= Richard Watson (born 1833) =

English poet

Richard Watson (16 March 1833 – 2 Oct 1891), known as the Bard of Teesdale was an English poet from Middleton-in-Teesdale, County Durham. He wrote in both Standard English and the Teesdale dialect.

==Life==
Richard Watson was born on March 16, 1833, in Middleton-in-Teesdale, to William Watson, a miner employed by the London Lead Company. At the age of six, he began attending the company's school, established for workers’ children, where he received a basic education under schoolmaster John Hyslop. However, due to his family's financial difficulties, Watson left school at the age of ten to work in the leadmines.
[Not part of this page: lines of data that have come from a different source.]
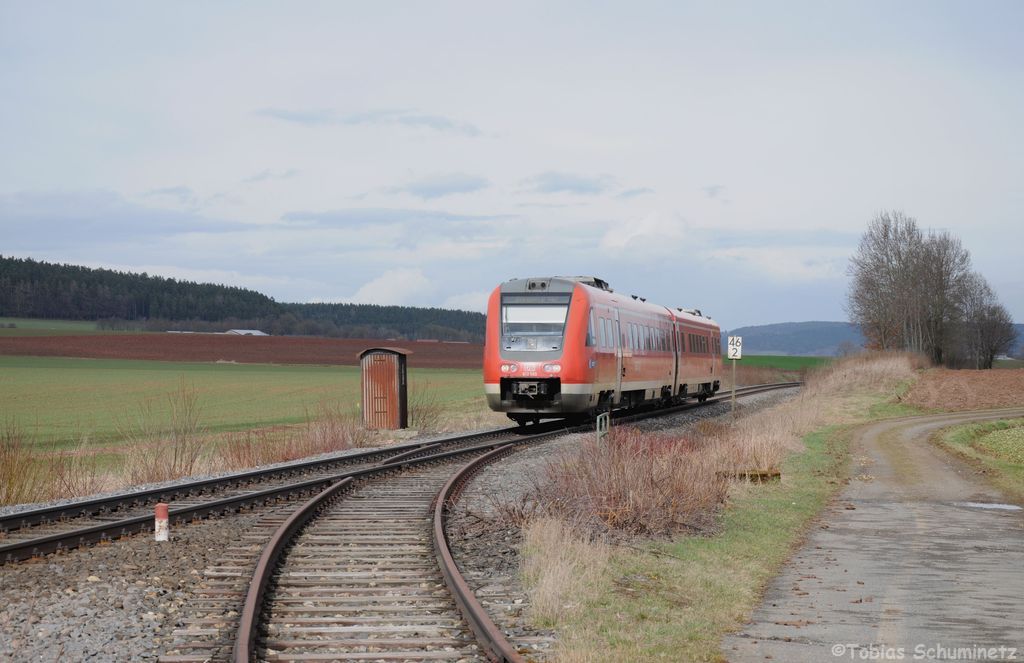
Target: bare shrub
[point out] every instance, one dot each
(748, 375)
(161, 450)
(559, 566)
(20, 478)
(75, 472)
(332, 427)
(425, 410)
(634, 483)
(650, 484)
(250, 449)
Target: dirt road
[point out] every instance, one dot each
(915, 558)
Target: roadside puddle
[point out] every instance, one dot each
(989, 505)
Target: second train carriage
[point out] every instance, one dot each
(563, 346)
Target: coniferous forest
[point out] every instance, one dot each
(124, 300)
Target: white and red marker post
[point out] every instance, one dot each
(162, 528)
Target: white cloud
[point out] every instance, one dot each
(404, 286)
(799, 263)
(654, 235)
(468, 301)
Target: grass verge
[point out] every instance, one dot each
(675, 601)
(996, 448)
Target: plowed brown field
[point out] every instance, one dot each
(248, 349)
(956, 390)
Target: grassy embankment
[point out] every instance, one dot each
(674, 597)
(37, 327)
(994, 447)
(74, 426)
(59, 401)
(764, 369)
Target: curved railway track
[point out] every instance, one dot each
(370, 577)
(360, 572)
(43, 531)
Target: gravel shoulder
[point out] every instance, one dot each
(912, 555)
(486, 547)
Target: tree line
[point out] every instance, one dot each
(915, 290)
(138, 301)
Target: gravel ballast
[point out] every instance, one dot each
(124, 599)
(486, 548)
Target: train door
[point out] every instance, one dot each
(676, 377)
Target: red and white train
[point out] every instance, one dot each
(569, 346)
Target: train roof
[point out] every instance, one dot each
(567, 284)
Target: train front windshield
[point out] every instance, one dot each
(534, 324)
(523, 320)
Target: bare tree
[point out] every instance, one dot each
(882, 298)
(913, 290)
(987, 329)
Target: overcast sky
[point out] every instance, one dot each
(720, 155)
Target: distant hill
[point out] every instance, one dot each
(139, 301)
(810, 338)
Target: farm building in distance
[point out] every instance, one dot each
(246, 332)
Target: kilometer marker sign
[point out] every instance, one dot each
(735, 347)
(735, 350)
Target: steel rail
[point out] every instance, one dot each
(245, 643)
(72, 539)
(488, 635)
(87, 507)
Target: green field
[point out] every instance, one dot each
(58, 400)
(994, 447)
(36, 327)
(781, 362)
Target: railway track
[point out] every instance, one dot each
(360, 572)
(43, 531)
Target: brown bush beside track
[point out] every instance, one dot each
(245, 349)
(958, 390)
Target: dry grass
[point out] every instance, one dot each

His father's death at the age of 47 left 14-year-old Richard as part of a struggling household, supporting his widowed mother, two brothers, and six sisters. Despite these hardships, Watson showed an early gift for poetry, entertaining schoolmates and miners with impromptu verses. Much of his early work was not written down, but his talent became widely recognised after the publication of Dialogue between the Tower and Bridge in the Teesdale Mercury.

The poem's success marked the start of Watson's reputation as a poet. His style, influenced by Robert Burns, blended humour and philosophy, capturing the character of rural life in Teesdale. His work has continued to be celebrated for its authenticity and connection to the Teesdale region.